First and foremost, the Stonewall riots. On June 28, 1969, the New York City Police raided a gay bar called the Stonewall Inn located in Greenwich Village, New York City.
The raid sparked a riot among bar patrons and neighbouring residences as the police hauled employees and patrons out of the bar.
The riot lasted six days, it involved protests and violent clashes with the police outside the bar on Christopher St and the surrounding neighbourhoods. The Stonewall riot was not just the catalyst for gay rights movements in the US but also around the world.
Harvey Milk was one of the leading political activists of the 1970s for the gay community. He won a seat on the New York City Board of Supervisors in 1977 and was elected as the first openly gay official.
Milk spearheaded one the strongest anti-discrimination measures that was to ban discrimination in employment, housing and public accommodations based on sexual orientation.

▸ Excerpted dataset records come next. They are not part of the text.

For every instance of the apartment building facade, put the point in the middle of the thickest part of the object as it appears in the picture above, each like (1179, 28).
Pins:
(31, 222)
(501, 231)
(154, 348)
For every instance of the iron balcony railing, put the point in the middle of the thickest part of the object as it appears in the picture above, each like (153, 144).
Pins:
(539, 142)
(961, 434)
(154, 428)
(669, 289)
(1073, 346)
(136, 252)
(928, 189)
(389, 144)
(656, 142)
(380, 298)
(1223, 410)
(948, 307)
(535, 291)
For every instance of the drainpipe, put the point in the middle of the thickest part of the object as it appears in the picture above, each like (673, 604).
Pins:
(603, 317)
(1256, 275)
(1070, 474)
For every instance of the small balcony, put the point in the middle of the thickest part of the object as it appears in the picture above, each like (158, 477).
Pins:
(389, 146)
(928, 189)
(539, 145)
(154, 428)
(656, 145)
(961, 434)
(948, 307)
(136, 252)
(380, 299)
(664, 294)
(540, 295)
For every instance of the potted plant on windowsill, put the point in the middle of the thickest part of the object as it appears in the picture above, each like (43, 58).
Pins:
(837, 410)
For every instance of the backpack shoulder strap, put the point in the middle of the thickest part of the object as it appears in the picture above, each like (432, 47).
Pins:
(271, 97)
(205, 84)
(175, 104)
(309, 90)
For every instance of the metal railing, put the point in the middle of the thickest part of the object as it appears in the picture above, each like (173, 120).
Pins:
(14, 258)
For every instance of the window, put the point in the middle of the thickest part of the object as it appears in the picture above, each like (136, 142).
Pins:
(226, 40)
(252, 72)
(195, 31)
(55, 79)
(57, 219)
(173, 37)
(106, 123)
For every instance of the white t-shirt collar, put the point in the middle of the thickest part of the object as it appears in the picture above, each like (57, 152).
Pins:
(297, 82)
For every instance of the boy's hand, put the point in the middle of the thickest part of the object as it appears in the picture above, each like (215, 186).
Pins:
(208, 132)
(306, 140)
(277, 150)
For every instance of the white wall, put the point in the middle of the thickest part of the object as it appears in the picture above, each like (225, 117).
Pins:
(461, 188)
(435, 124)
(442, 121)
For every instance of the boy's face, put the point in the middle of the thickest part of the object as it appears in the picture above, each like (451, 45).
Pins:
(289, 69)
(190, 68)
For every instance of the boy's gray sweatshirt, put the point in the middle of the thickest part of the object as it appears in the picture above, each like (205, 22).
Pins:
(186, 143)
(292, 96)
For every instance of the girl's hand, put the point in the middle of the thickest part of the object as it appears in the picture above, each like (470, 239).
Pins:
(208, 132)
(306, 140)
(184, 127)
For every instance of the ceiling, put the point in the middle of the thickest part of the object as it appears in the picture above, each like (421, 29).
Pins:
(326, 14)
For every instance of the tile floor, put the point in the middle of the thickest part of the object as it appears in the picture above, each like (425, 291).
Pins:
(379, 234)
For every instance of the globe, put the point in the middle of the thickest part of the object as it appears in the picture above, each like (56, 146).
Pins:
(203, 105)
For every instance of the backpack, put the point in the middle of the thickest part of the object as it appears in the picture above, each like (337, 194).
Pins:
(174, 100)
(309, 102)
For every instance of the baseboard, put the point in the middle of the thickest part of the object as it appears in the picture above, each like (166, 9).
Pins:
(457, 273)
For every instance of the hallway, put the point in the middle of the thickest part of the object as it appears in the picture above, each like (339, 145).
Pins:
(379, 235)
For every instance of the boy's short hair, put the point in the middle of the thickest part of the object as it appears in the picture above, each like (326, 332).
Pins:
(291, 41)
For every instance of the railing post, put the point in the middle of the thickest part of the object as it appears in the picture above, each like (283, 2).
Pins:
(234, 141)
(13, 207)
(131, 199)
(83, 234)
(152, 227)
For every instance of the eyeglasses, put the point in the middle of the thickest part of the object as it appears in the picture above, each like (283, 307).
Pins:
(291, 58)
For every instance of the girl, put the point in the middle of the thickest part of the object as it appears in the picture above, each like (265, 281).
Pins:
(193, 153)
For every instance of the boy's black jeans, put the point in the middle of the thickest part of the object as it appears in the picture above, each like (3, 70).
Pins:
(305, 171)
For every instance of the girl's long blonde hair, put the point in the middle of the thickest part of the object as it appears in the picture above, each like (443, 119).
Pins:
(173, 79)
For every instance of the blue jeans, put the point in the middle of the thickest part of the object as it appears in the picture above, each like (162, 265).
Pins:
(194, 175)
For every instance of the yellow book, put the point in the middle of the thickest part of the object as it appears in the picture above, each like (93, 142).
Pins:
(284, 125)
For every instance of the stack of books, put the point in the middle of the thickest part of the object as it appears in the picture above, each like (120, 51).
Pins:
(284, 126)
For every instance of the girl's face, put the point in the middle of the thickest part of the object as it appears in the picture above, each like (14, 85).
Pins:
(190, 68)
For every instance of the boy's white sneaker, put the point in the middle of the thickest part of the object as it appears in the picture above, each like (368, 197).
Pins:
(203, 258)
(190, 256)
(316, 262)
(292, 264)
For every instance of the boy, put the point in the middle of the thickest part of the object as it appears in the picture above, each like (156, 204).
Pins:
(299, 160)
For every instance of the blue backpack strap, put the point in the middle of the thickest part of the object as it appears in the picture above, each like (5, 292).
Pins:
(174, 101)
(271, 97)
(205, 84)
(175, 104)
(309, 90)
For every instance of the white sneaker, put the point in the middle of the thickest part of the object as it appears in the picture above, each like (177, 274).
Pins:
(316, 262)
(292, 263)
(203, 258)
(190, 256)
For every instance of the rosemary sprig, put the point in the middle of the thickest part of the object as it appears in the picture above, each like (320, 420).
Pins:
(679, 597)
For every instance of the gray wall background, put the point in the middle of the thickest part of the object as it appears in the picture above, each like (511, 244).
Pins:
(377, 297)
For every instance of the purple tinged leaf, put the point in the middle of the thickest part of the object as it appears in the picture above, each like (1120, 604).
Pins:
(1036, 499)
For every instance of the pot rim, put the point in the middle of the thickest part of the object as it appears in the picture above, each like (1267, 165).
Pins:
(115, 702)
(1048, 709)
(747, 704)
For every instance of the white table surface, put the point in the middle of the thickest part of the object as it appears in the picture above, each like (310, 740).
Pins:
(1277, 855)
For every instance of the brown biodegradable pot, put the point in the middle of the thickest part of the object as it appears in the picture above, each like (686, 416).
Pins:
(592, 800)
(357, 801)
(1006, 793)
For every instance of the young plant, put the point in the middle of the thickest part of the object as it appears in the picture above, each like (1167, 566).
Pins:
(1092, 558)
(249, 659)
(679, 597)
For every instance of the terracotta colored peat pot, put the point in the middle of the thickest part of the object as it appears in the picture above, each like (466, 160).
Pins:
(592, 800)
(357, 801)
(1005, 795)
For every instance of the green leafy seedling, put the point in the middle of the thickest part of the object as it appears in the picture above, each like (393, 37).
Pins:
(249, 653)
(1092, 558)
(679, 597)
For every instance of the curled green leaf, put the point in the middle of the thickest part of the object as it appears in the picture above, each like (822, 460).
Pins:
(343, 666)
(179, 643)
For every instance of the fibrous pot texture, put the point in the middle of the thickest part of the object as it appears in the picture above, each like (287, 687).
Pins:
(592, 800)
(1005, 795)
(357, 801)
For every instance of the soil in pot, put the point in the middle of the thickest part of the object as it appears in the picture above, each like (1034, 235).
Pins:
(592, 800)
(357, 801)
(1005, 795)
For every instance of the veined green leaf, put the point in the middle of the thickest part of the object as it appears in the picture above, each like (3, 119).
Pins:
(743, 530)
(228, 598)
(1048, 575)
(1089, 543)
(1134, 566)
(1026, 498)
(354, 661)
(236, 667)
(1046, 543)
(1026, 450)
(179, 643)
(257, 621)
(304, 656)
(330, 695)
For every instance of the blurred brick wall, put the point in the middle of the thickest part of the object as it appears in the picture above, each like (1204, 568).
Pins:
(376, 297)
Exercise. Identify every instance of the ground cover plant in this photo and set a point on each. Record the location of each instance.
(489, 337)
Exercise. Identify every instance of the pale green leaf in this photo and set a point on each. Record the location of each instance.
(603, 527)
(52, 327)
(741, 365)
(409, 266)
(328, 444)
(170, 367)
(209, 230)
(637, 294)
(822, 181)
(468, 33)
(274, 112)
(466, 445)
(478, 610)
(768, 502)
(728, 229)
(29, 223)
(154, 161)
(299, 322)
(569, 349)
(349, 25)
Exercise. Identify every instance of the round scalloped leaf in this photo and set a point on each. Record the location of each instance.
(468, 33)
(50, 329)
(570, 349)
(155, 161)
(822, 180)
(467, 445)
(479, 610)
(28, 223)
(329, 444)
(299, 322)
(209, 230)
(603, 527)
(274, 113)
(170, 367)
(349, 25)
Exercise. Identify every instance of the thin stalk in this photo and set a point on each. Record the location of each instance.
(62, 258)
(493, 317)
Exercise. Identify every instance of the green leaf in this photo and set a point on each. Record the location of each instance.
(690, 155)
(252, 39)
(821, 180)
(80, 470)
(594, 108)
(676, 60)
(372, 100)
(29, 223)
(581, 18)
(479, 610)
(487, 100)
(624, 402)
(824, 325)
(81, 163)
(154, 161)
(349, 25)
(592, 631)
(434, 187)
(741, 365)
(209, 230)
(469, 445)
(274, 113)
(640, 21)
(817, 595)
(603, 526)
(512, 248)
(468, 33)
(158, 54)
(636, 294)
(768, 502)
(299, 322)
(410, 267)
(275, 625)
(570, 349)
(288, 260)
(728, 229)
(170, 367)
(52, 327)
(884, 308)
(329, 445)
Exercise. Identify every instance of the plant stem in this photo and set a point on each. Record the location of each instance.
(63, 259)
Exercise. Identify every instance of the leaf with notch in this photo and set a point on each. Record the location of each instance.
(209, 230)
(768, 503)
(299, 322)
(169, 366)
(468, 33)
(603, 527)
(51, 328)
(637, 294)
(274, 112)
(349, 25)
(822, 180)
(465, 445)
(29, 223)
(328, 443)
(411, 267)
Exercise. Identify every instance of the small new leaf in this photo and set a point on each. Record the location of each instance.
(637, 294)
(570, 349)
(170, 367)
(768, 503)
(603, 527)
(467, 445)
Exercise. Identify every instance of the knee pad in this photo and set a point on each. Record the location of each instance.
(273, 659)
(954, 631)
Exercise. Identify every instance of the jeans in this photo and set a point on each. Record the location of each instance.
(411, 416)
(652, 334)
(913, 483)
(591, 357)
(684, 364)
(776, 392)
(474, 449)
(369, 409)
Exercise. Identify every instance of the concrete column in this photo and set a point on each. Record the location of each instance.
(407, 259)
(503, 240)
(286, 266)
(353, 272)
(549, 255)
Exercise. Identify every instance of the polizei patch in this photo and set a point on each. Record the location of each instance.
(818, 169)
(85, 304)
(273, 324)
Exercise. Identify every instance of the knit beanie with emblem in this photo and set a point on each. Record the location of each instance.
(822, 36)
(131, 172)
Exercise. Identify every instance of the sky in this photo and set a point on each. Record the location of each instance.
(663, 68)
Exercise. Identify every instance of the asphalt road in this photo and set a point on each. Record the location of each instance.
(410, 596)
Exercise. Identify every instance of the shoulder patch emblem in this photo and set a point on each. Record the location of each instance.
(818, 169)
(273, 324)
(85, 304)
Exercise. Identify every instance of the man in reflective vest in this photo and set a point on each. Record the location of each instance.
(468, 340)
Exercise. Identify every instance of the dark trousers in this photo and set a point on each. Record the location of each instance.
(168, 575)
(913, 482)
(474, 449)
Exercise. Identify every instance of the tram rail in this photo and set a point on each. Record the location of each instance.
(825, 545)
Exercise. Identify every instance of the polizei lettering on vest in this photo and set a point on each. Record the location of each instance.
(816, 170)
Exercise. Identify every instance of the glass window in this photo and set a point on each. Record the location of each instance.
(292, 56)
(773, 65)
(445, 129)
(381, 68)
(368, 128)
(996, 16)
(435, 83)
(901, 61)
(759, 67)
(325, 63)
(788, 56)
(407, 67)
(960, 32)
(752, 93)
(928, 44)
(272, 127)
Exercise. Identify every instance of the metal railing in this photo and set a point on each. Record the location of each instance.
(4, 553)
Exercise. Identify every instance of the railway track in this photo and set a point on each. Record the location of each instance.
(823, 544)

He is well known for his ‘Hope’ speech in which he spoke about equal rights, not just for LGBTQI+ but for all other minorities including race, age and disability.
In 1986, Dame Fran Wilde, a Cabinet Minister in the Labour government, stood in front of Parliament and delivered her private members bill for the homosexual law reform. I have listened to the full proceedings of that presentation and was not surprised, based on those times, that the bill was met with fierce opposition.
We have to remember that prior to 1986 it was illegal for a man and another man to have sexual relations. People were beaten, abused, and made to feel ashamed and alone because of their sexual orientation.
Many were given criminal convictions purely based on being gay. This law change inspired a forward-thinking New Zealand that would begin to lead the world on many LGBTQI+ issues.
Lastly, of important note (because there are too many to list them all), are the efforts of Louisa Hall.
In May 2013, Hall placed her Marriage (Definition of Marriage) Amendment Bill in to the ballot. And on May 19 it became official that same-sex couples could legally marry in New Zealand.
New Zealand was the first country in Oceania and the 13th nation overall to legalise samesex marriage behind eight other western European nations, Canada, parts of the United States and Mexico, Argentina (south) and also in South Africa. The Netherlands was the first country to legalise same-sex marriage in December 2000.
With all of that in mind, I prepare for the Mr Gay World competition where I too get to make a stamp on the history books and compete as a delegate on behalf of New Zealand. Every event throughout my personal life has led to this event.
I carry not just the efforts of those that have stood up before me but also hope to create an easier road for those after me.
This week has been focused on creating a ‘national costume’ that represents some tradition, emotion, and embodies the spirit I want to carry onto the world stage.
I have suddenly become a master at sewing, hot glue guns and feathers, perhaps this is also a rite of passage. With seven days to leaving day, it is still a work in progress but we are almost finished.
Mr Gay NZ Ricky Devine White prepares his national costume as he gets ready for Mr Gay World in South Africa.